星空観光を考える
10月26日の日経新聞で、「星空観光、輝き増す 環境省の協議会加入最多 香川・さぬき市、廃校に望遠鏡博物館」というタイトルの記事が掲載されました。星空を観光に活用するというテーマで、事例を交えながら紹介している内容です。
同記事の一部を抜粋してみます。
「日本一の星空の村」をキャッチフレーズにした長野県阿智村のことは聞いたことがありましたが、「星空の街・あおぞらの街」全国協議会の存在は初めて知りました。同協議会への加入自治体数の半分が香川県で、同県が星空観測に適した環境だということも新たな気づきでした。
上記記事の内容は、2つの観点から興味を持ちました。ひとつは、既にある観光資源を有効活用している点です。
先日の投稿「訪日客消費を考える」で、各地の観光資源を活かして娯楽などのサービス費への支出を喚起することが課題ではないかと考えました。上記記事の例は、娯楽などのサービス費への支出の喚起につながる好例だと感じます。
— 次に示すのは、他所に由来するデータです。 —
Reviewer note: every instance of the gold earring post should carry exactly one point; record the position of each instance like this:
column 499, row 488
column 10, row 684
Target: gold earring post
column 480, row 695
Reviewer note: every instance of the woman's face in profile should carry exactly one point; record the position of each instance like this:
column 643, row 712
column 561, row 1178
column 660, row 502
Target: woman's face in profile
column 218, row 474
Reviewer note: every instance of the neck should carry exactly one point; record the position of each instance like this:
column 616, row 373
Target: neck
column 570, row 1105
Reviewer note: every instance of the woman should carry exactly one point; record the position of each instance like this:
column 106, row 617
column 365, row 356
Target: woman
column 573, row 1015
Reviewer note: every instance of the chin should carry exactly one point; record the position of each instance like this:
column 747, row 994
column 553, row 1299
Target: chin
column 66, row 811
しかも、星空というのは、他の地域には模倣がしにくい資源です。天体望遠鏡など多少の投資は必要ですが、大規模で新たな投資はあまり必要としないと思われます。加えて、同記事の事例のように廃校などの既存の遊休資産をうまく活用すれば、初期投資を抑えることができます。
星空を、美しい自然ということに加えて、観光資源という視点からとらえると、新たな価値が出てきます。廃校となった校舎も、視点を変えれば活用できる遊休資産かもしれません。視点を変えて新たな付加価値を生み出すという取り組みは、星空や観光に限らず、他のことにも転用できると思います。
もうひとつは、観光客分散化の可能性です。
訪日客の増加を受けて、一部の観光地が過密になることの弊害が指摘されています。この先受け入れインフラが整っていけばいずれ緩和されるのかもしれませんが、少なくとも現時点ではいろいろな問題を抱えたままです。その要因のひとつが、日本人の国内旅行者と外国人の訪日旅行者が、同じ観光目的地目当てで重なることです。
新たな観光資源が開拓されれば、国内旅行者の一部で優先したい目的地が変わり、目的地が分散するかもしれません。星空観光やそれに関連する新たな観光資源の開拓は、その一助となる可能性があります。
このことは、訪日観光客にも当てはまるかもしれません。
外国の星空事情について私はわかっておらず、私が国外旅行をしたことのある範囲内での経験になりますが、国やエリアによっては排気ガス等の問題で星空などとても望めない環境のところもあります。
そうした国やエリアでも、国内で田舎に行けば星空は見えると思いますので、日本に来ている間に星空を見に行きたいニーズがどれぐらいあるのかは不明です。それでも、ある程度の需要は掘り起こせるかもしれません。
いずれにしても、既存の資源を、付加価値を生み出す資産として明確に認識し活用していくことは、事業領域を問わず様々な企業活動において取り組んでいきたい視点だと思います。
<まとめ>
既存の資源を、付加価値を生み出す資産として明確に認識し活用する。